Details
-
Bug
-
Resolution: Cannot Reproduce
-
Major
-
None
-
1.5.0.Final
-
None
-
False
-
False
-
Undefined
Description
We recently experienced Debezium failing to process messages. Prior to the issue, this was seen in the logs:
[2021-07-12 05:58:46,899] INFO [Worker clientId=connect-1, groupId=xxx-kafka-connect-debezium] Member connect-1-c8c1fc2b-4688-4a0f-982a-64d4fd14225a sending LeaveGroup request to coordinator kafka-xyzxyz-3.dev-xyzxyz.internal:9092 (id: 2147483644 rack: null) due to consumer poll timeout has expired. This means the time between subsequent calls to poll() was longer than the configured max.poll.interval.ms, which typically implies that the poll loop is spending too much time processing messages. You can address this either by increasing max.poll.interval.ms or by reducing the maximum size of batches returned in poll() with max.poll.records. (org.apache.kafka.clients.consumer.internals.AbstractCoordinator)

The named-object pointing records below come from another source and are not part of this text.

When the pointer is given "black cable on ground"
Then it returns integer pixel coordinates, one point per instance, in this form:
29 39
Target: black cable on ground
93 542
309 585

Debezium then continued processing messages until at least 10:15, and from 13:02 we started seeing the following repeating in the logs (there were definitely messages available in our source tables between these times):
[2021-07-12 13:02:59,002] INFO [Consumer clientId=consumer-xxx-kafka-connect-debezium-1, groupId=xxx-kafka-connect-debezium] Node 1 was unable to process the fetch request with (sessionId=1113180491, epoch=49579): FETCH_SESSION_ID_NOT_FOUND. (org.apache.kafka.clients.FetchSessionHandler)
We have a K8s cluster running 2 Kafka Connect pods, and both were failing to pick up messages. Killing the pods and letting k8s restart them resolved the issue, but we would like to understand why it may have happened and take steps to mitigate in future. Please advise on whether the above points to a known issue or need for configuration tweak.